I learned that I don't have many other options. This is my option. Work or not. One would allow us to have our basic needs met. The other, we would have our basic needs met but would be struggling week to week if not daily. It took me 3 months after returning to work to accept this. That was the time that we found the daycare my son goes to be his home away from home. And you know what? My son still loves me. He will always love me. We still have and always will have this special bond we developed from breastfeeding.


My final words on this that it is hard. It can be challenging. Or emotionally depriving. But it can be done. Someone has to do this all, it doesn't have to just be you.
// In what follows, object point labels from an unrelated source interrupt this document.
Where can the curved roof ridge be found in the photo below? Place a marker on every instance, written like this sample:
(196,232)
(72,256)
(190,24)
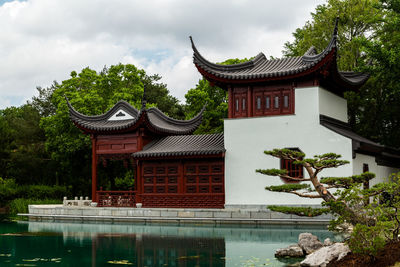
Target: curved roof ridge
(311,51)
(120,104)
(231,67)
(163,116)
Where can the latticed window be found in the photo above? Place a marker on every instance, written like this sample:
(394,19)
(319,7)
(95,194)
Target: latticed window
(294,170)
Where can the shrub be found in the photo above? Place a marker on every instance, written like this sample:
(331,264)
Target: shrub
(8,190)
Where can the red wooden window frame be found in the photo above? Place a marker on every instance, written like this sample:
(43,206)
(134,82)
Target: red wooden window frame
(274,101)
(160,178)
(240,102)
(294,170)
(203,178)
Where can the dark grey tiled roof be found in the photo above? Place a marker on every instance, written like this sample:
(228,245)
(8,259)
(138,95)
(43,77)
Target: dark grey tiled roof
(344,129)
(184,145)
(384,155)
(153,117)
(262,68)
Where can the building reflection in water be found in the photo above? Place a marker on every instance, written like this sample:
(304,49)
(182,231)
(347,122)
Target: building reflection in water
(150,245)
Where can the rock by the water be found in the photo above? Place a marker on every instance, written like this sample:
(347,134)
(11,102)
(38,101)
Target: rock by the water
(290,251)
(325,255)
(327,242)
(309,243)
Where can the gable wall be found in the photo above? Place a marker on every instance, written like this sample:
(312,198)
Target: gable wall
(247,138)
(332,105)
(381,172)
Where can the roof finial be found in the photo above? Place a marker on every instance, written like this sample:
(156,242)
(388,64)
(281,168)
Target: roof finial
(144,98)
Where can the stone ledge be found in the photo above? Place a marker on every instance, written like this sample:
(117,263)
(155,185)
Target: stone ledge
(217,216)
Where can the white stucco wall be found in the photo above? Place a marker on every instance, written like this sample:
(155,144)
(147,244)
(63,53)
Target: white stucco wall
(381,172)
(247,138)
(332,105)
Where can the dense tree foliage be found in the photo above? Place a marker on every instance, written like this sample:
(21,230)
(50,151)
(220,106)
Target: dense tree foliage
(39,143)
(375,109)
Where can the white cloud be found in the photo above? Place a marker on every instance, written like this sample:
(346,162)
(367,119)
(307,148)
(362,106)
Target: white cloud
(44,40)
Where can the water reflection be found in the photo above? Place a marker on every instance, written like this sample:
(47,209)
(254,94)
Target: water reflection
(70,244)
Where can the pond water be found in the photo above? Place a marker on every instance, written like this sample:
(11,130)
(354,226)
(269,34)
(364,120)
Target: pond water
(73,244)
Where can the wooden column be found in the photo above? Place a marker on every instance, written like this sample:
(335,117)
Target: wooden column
(139,190)
(94,169)
(139,182)
(181,182)
(230,102)
(249,101)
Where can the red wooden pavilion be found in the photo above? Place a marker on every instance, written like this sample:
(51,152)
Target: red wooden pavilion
(173,167)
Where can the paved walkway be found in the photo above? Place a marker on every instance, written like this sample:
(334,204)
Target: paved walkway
(167,215)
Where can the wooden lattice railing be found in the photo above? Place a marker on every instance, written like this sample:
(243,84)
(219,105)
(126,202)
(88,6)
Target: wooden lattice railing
(115,198)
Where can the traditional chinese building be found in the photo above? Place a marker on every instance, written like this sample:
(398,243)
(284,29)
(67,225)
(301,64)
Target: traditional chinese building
(173,167)
(292,103)
(295,103)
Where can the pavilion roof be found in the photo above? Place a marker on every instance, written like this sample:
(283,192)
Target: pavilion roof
(184,145)
(123,118)
(261,69)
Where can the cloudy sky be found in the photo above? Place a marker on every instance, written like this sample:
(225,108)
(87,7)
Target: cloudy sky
(44,40)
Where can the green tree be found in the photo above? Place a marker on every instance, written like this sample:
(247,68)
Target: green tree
(27,160)
(313,186)
(92,93)
(216,100)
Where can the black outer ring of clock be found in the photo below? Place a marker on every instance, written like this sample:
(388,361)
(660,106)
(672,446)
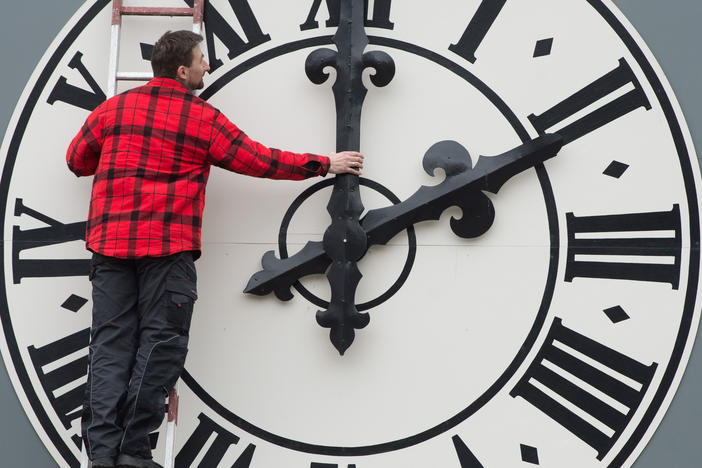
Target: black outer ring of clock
(539,320)
(686,169)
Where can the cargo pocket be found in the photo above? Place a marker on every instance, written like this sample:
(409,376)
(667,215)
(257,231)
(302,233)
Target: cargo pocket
(181,296)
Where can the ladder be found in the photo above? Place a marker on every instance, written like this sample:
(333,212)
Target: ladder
(118,10)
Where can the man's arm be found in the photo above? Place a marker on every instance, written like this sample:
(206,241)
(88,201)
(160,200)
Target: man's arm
(232,149)
(83,153)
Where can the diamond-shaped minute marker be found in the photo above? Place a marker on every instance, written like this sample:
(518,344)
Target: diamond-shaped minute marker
(529,454)
(543,47)
(616,169)
(74,303)
(616,314)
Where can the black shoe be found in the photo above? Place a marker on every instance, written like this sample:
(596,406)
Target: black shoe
(103,463)
(130,461)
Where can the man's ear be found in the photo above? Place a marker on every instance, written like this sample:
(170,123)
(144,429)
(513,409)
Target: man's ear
(180,73)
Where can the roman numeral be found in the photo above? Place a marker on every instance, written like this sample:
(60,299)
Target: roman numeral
(465,456)
(379,18)
(215,452)
(477,29)
(68,404)
(217,25)
(563,358)
(55,233)
(599,89)
(73,95)
(604,238)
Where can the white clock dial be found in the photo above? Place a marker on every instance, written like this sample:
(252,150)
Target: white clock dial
(556,337)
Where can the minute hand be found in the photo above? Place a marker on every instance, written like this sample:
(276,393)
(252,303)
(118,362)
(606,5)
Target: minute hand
(462,187)
(382,224)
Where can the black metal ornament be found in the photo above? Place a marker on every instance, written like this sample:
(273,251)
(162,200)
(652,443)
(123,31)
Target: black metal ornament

Have your partner or relatives or friends help out. Ask for it. Making sure the care for your little sacred bundle is excellent and finding a way to make it work is so worth it. Although it may be difficult, it will only be that way for a short time.


Investing in the early development of my son was an intentional decision for us and for him. He slept in his moss bag until he couldn't fit it anymore (around 12 months old) and picked up so many skills from being at daycare. Our next step now that he is 2 and 1/2 is to prepare him to enter into a language immersion program. We want our son to be successful in learning and growing up knowing who he is, where he comes from, and understanding his responsibility to his people.